Sampah Ilegal Menggunung, Kesehatan Warga Kandang Terancam

0

Sampah Ilegal Menggunung, Kesehatan Warga Kandang Terancam

Penahitam.com // Pemalang – Warga Desa Kandang, Kecamatan Comal, Kabupaten Pemalang, Jawa Tengah, mengeluhkan keberadaan tempat pembuangan sampah (TPS) ilegal yang menggunung di pinggiran Sungai Comal. Tumpukan sampah yang diduga berasal dari limbah pasar tersebut menimbulkan bau tidak sedap dan mengganggu kenyamanan warga sekitar.

Menurut keterangan warga, sampah-sampah tersebut telah menumpuk sejak bertahun-tahun dan berada di atas lahan milik pengairan. Meski demikian, pemerintah Desa Kandang terkesan membiarkan kondisi tersebut tanpa penanganan serius.
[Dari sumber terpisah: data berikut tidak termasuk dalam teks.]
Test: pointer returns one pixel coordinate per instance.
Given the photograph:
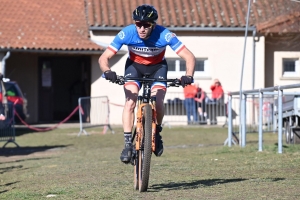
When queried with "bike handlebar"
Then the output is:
(172, 82)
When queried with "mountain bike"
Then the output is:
(143, 138)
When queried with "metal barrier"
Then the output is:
(189, 111)
(94, 111)
(7, 126)
(270, 109)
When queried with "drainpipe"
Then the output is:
(3, 62)
(255, 39)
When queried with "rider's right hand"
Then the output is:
(110, 75)
(186, 80)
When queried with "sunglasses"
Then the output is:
(144, 24)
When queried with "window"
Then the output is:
(176, 67)
(291, 67)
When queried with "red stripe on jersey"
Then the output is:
(147, 60)
(159, 87)
(180, 49)
(132, 83)
(111, 49)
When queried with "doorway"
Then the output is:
(62, 80)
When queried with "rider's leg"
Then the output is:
(160, 93)
(131, 93)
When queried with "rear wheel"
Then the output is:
(146, 150)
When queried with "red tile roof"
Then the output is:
(44, 25)
(267, 15)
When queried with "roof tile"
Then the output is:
(195, 13)
(45, 25)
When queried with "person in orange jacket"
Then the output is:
(190, 92)
(217, 92)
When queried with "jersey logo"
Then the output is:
(145, 49)
(121, 35)
(168, 36)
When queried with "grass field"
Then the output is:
(195, 165)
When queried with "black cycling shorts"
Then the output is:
(136, 70)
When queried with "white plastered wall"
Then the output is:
(279, 79)
(225, 55)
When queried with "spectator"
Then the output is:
(217, 92)
(217, 98)
(190, 92)
(200, 103)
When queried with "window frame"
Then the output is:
(295, 73)
(178, 63)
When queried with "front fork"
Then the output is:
(139, 125)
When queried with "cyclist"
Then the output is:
(146, 43)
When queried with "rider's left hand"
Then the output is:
(186, 80)
(110, 75)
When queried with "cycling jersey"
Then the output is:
(146, 52)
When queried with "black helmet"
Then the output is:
(145, 13)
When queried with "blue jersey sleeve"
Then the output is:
(172, 40)
(121, 38)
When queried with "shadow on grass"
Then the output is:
(27, 150)
(24, 130)
(201, 183)
(7, 184)
(193, 184)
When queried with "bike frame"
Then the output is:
(144, 142)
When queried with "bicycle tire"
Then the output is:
(146, 151)
(136, 171)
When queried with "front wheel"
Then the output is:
(146, 150)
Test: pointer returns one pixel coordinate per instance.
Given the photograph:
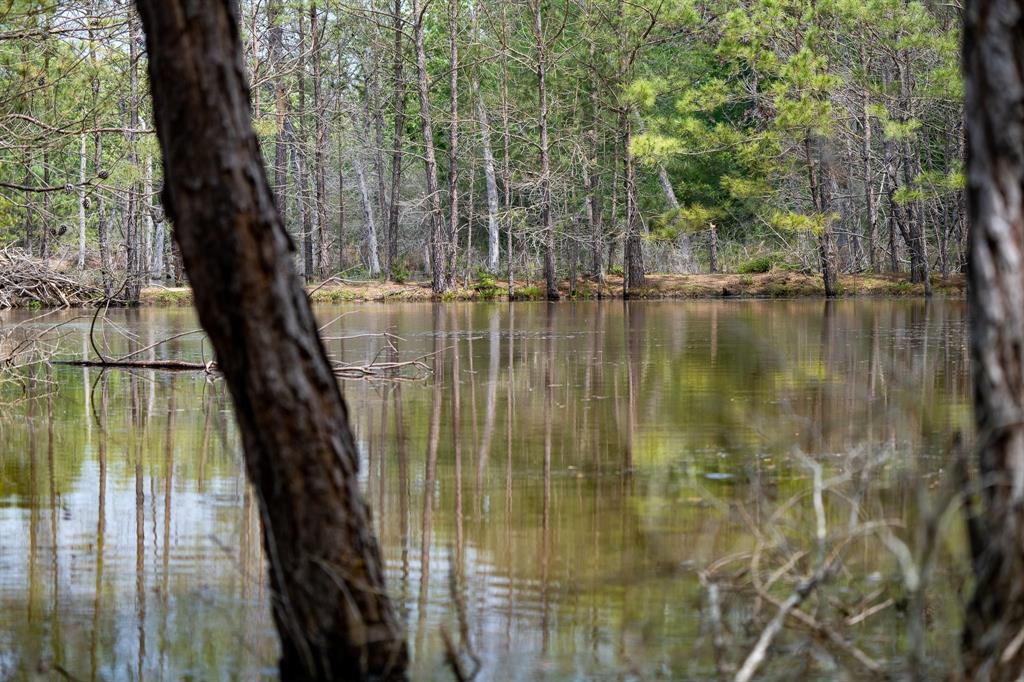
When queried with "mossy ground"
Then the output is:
(768, 285)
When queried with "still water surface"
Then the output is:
(583, 455)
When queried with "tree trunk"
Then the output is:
(82, 162)
(865, 160)
(489, 177)
(275, 35)
(331, 606)
(819, 173)
(993, 66)
(97, 163)
(547, 224)
(373, 260)
(320, 153)
(633, 250)
(301, 150)
(391, 252)
(592, 177)
(439, 282)
(133, 242)
(713, 247)
(452, 239)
” sudah sangat lama malah,dan itu sampah malah gak ada tindakan dipindah ke TPA ataupun bagaimanalah dari pihak pengurusnya, kalo sudah begini kan berarti pihak pengelola retribusi pasar tidak melakukan kewajibannya, sudah jelas sih sampah dibiarkan menumpuk bagai gunung”, Jelas Nurhalim.

Lokasi pembuangan sampah yang berada tepat di tepi Sungai Comal juga menimbulkan kekhawatiran tersendiri. Saat debit sungai meningkat dan meluap, sampah dikhawatirkan terbawa arus hingga bermuara ke laut. Kondisi ini dinilai berpotensi mencemari lingkungan serta merusak ekosistem perairan.

“apalagi kaya kemarin pas hujan lebat air sungai meluap, sampah tersebut sebagian kebawa arus sungai”, tambah Nurhalim.

Selain pencemaran, warga juga mengeluhkan dampak kesehatan. Bau busuk yang menyengat dan potensi berkembangnya bibit penyakit dikhawatirkan dapat mengancam kesehatan masyarakat, terutama saat musim hujan.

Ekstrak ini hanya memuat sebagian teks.